We caught up with the Dutch trio and mostly talked about "Sex," baby.
2016 was a tough year for sure, and not many songs managed to reach the escapism heights of Kris Kross Amsterdam’s “Sex.” The pop house track took the 90s-loving trio around the world and the world returned the favor. We for one traveled all the way to Amsterdam to chat with the party-making, sex-educating trio. Here's 10 fun facts we learned.
They Came From The Party World
It’s hard to stand out during a monstrous event such as Amsterdam Dance Event (or simply ADE), which occurs every October and gathers pretty much everyone working in the electronic music industry. Tons of parties are thrown, thousands of business cards are exchanged and gallons of alcohol are consumed.
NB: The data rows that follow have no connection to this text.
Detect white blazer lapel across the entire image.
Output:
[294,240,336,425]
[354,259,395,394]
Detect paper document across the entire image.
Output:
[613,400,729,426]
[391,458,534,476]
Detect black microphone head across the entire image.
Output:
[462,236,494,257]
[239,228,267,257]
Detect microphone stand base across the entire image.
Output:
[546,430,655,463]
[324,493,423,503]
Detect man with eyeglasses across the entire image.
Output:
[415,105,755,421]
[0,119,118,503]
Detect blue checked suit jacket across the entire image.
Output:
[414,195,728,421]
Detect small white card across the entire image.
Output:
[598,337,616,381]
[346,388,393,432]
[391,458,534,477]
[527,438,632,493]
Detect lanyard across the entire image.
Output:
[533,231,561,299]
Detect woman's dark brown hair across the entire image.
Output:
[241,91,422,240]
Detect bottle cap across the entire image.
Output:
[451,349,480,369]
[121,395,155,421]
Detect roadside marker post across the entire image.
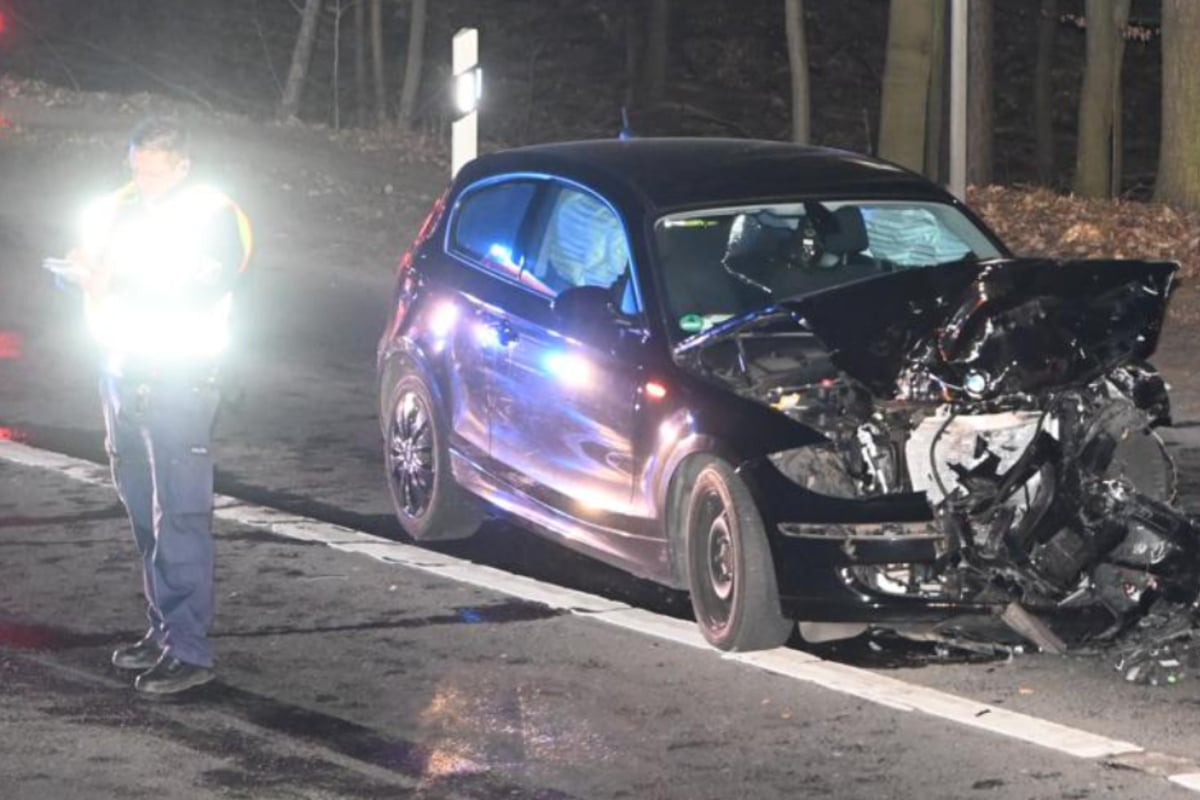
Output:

How does one attract enough attention to his event? By going big and staying home at the same time, just like Kris Kross Amsterdam did. Their party night involved three locations (a warehouse, a boat and a club) and traveling from one to another was just as much fun as dancing to the mid-00s “club staples.” Boomboxes in the air and legs working the peddles, the crowd led by the trio of ever-enthusiastic promoters-turned-producers was blissfully roaming through the city center. In the final destination none other than Hardwell joined the party-makers behind the decks for an impromptu set.
There’s Three of Them
Kris Kross Amsterdam consists of three friends: two brothers, Jordy and Sander Huisman, and Yuki Kempees. While the trio has always wanted to make their own music and eventually signed a deal with the mighty Dutch dance label Spinnin’ Records in 2015, they made a smart move of organizing a little party prior to that. The idea was simple: play the songs everyone loves to get drunk to and see your audience grow each night. By the time the party celebrated its fifth anniversary in December 2016, the event was bigger than ever.
When we meet up in the PR company’s lounge, only 2/3 of the team is present: Jordy, the one with that luscious mane of blonde hair, stayed home to fight the cold before the upcoming shows.
They Saw The Right Moment To Step In
“The music we make and the music we play is relatively new for Amsterdam. Five years ago it was all about house and techno at Amsterdam Dance Event,” Yuki Kempees recalls. “And then suddenly this whole shift happened: pop got acceptable. That’s when we rolled in as DJs and eventually as producers.”